Sunday's announcement drew criticism from politicians on both sides of the Ukrainian political divide and from the European Union and Nato as they all sought to emulate Honest Abe Lincoln and insist on the unity of the state. Mr. Yanukovych said he did not support the moves for a referendum in an area dominated by Russian speakers that have always looked more towards Moscow than Kiev. Mr. Yushchenko said"Those people who will raise the issue of separatism will be held criminally responsible under the Ukrainian constitution." And outgoing President Leonid Kuchma, after talks with regional leaders who have threatened to demand autonomy, said he could not accept any division of Ukraine."My position is that we cannot allow the division of Ukraine," Mr. Kuchma said in televised remarks. His warning was echoed by EU foreign policy chief Javier Solana, who said"the unity of Ukraine is fundamental." Nato Secretary-General Jaap de Hoop Scheffer agreed that maintaining Ukraine's territorial integrity was essential."The sense of belonging to one nation is very important and on that basis a solution should be found," he said.
But why is it so essential to retain the present-day boundaries of Ukraine? It is true that in various past times there has existed an independent Ukraine or proto-Ukraine. It is also true that in various past times what is present-day Ukraine was ruled by one or more of several other states. Consider the history of Ukraine since the late eighteenth century. From the partitions of Poland until the First World War, Ukraine was ruled by Austria and Russia. The chaotic events following the Bolshevik revolution in 1917 and the collapse of the Habsburg Empire in 1918 prompted Ukrainian nationalists to try and create an independent Ukraine. Between 1917 and 1918, three separate Ukrainian republics declared independence. None survived. By 1921 the western part of Ukraine had been incorporated into Poland while the larger, central and eastern part became part of Soviet Russia. At the end of the Second World War, Western Ukraine was reunited with Eastern Ukraine as the Ukrainian Soviet Socialist Republic. With the demise of the Soviet Union, the Ukrainian parliament (the Supreme Rada) declared Ukraine's independence on August 24, 1991. This was confirmed by referendum on December 1, 1991, with 90% approving the decision.

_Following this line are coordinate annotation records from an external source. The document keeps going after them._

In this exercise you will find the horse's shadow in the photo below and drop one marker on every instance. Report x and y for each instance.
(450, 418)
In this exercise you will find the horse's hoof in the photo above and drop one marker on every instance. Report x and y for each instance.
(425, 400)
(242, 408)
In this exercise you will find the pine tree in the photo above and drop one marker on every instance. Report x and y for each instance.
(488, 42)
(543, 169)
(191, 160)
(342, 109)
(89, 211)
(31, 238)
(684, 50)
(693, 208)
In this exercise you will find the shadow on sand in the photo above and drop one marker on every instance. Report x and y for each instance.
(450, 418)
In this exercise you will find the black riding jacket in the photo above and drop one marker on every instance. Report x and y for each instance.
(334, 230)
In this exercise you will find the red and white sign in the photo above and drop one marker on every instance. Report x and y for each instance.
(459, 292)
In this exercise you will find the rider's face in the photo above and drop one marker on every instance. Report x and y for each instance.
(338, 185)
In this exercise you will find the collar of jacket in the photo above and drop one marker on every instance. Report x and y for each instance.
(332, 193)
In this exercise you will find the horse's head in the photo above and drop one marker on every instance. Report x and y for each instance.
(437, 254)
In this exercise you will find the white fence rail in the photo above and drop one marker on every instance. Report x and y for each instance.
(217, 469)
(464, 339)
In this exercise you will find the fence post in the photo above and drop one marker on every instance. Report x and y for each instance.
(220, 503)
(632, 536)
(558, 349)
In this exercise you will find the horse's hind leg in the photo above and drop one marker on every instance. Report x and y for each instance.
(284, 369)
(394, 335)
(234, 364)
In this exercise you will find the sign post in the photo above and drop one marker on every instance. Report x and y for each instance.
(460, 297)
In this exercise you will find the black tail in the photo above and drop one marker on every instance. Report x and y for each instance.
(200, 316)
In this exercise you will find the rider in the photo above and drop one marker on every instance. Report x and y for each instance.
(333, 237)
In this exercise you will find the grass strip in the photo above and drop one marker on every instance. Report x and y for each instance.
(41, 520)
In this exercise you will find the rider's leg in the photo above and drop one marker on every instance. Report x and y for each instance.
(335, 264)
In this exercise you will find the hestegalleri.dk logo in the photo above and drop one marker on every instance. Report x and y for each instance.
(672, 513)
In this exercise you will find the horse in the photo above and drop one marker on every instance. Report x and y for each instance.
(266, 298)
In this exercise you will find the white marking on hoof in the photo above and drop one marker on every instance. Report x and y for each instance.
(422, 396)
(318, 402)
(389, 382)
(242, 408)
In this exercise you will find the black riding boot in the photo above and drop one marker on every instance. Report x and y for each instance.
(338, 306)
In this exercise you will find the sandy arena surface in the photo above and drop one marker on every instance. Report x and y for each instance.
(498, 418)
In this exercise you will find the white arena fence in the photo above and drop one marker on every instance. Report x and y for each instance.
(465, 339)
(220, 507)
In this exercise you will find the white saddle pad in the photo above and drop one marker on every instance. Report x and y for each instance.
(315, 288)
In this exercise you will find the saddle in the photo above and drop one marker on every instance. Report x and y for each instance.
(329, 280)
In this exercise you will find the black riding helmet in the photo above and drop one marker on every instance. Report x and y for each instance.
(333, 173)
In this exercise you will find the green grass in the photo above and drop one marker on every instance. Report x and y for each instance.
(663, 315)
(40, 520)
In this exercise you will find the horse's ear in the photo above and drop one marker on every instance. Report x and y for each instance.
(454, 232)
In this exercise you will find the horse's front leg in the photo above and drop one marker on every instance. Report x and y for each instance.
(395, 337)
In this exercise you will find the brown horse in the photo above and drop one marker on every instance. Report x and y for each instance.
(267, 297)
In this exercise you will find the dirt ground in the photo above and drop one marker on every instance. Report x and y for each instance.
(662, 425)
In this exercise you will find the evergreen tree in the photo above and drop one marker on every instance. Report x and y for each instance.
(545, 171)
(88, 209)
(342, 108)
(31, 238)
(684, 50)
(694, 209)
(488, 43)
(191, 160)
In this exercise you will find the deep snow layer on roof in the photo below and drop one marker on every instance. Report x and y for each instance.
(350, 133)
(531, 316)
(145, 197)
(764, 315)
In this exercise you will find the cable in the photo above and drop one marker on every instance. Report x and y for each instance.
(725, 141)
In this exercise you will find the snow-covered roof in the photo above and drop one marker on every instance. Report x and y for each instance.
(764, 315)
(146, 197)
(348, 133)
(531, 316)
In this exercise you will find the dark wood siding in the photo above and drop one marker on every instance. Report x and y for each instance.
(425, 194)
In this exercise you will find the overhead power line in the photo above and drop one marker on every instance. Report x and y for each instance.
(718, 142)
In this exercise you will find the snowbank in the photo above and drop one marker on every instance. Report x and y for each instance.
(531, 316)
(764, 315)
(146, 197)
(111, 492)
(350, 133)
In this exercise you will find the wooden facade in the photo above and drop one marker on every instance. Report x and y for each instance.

Ukrainians comprise 77.8%, Russians 17.3%, and a variety of other ethnicities 5% of the population, according to the December 2001 census. Orthodoxy is the dominant religion in the east, while in the west it co-exists with the Uniate (or Greek Catholic) church, which combines Orthodox service rites with allegiance to the Pope. For a brief analysis of divided Ukraine, go here. And for a useful background briefing, go here. I am reminded of the peaceful dissolution of Czechoslovakia into the Czech republic and Slovakia on January 1, 1993. Does anyone believe they should now be forcibly reunited?